Security drive came with hidden cost

12th July 1996 at 01:00
The bid to monitor student and staff satisfaction is gathering momentum but at one college it backfired reports Neil Merrick.

Managers at one of the country's largest colleges were stunned to hear students criticise a security system which was set up to prevent thefts and keep out intruders.

The remarks came at a sensitive time for East Berkshire College since its quality assurance systems were censured in a recent Further Education Funding Council inspection report. The college was setting up new management systems to improve quality at the time of the inspection and felt aggrieved by the report.

Security is top of the agenda for many big colleges. A security guard system with closed-circuit cameras has been introduced at other huge campuses such as South Birmingham and Sheffield. The move has followed concern over student safety and welfare and often has an eye on a forthcoming FEFC inspection.

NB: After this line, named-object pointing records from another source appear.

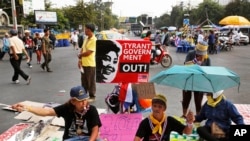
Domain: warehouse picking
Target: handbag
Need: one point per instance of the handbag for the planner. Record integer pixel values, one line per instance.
(6, 45)
(217, 131)
(112, 100)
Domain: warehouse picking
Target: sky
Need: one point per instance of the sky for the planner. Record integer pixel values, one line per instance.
(127, 8)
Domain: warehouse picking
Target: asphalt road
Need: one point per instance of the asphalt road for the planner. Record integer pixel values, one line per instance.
(54, 87)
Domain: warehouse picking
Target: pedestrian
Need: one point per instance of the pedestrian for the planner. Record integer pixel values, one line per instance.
(46, 50)
(74, 40)
(6, 46)
(198, 56)
(76, 113)
(201, 37)
(80, 39)
(165, 39)
(157, 126)
(219, 114)
(38, 47)
(29, 44)
(16, 54)
(87, 61)
(52, 38)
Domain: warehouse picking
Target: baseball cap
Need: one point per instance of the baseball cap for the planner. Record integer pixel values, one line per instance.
(78, 93)
(13, 32)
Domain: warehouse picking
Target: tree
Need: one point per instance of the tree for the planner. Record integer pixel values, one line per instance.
(238, 7)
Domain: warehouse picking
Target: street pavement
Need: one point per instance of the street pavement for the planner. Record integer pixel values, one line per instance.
(54, 87)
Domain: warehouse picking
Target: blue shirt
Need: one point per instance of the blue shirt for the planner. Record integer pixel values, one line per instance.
(222, 114)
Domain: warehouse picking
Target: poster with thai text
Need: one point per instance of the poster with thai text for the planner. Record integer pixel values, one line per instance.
(122, 61)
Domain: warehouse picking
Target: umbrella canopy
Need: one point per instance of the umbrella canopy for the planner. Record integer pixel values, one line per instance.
(210, 27)
(234, 20)
(198, 78)
(172, 28)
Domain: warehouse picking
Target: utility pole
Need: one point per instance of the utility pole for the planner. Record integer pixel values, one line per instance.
(13, 6)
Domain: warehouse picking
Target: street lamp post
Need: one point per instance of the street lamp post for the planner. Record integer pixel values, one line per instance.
(13, 6)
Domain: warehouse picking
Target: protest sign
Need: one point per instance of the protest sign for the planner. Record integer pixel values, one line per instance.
(119, 127)
(124, 61)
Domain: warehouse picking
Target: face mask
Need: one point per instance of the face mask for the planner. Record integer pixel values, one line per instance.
(215, 95)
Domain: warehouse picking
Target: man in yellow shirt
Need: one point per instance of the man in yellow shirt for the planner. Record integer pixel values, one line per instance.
(87, 61)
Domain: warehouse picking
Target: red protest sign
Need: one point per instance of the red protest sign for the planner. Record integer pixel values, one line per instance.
(122, 61)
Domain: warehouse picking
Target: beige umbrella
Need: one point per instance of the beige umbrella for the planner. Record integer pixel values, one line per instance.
(234, 20)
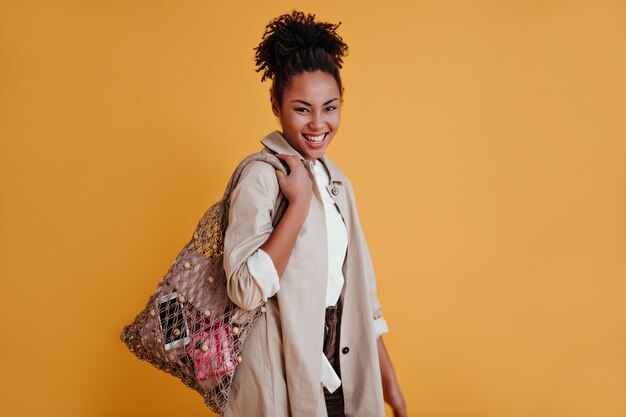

But the policy misfired at East Berkshire when a significant minority of students complained of intrusion. "It's an invasion of privacy," said Tracy Statters a community worker who liaises with the student services department.

But the principal Ray Sinclair-Smith said he was not aware of any concerns about private security guards. "If that sort of complaint was made to me then action would be taken," he said.

Channels for such complaints are now in place as part of the wider quality assurance system at East Berkshire. But it is bound to take time to turn things round.

The college was created by the merger of three colleges with different management styles. It has about 5,000 full-time equivalent students.

Establishing a communications network to satisfy every student and the FEFC is a daunting task, as the hiccup in the security system illustrates.

The college is trying to widen opportunities for students and staff to comment on the way the college is run. Rather than try to do everything from the centre, from next year, each site will have its own student committee and a separate staff liaison committee.

Annual surveys will run throughout the year to tease out weaknesses before they grow. The surveys will also aim to gather important information needed to assess the quality of courses.

Security is the type of issue which should be raised at the student consultative committee, says management. But performing arts student Robert Mesure seemed unaware of it. He had accused guards of interfering in students' lives. But he admitted: "A lot of people don't know about the mechanisms they've got for complaints."

The quality of teaching and support is praised by many students who say small changes could bring immense benefits in quality. "The teaching is good and tutors keep track of you in case you have a problem or need help," said Razia Rafiq, who is taking a general national vocational qualification in business.

Anyone dissatisfied with tutor response can contact the student services department and fill out a complaint form. Student services manager Jenny Chapman said: "The basic philosophy is to try and solve a problem as quickly as you can at source."

Part of the problem is with the students themselves. Robert Gray, a union representative for higher education access course students, said the general feeling was the college is well run. Security measures had already been discussed by the consultative committee, but he accepted not all students would be aware of what happened at meetings.

It is at this point that the old-style communications break down. While consultative meetings are dominated by topics such as car parking, the refectory and smoking, curriculum issues may only be challenged at meetings of course teams and boards of study.

Some of these are open to students but others are not. Mr Sinclair-Smith accepted that there was a lack of consistency across the college and said an action plan was in place to widen consultation.

"We have got to make students understand their representative role more clearly," he added.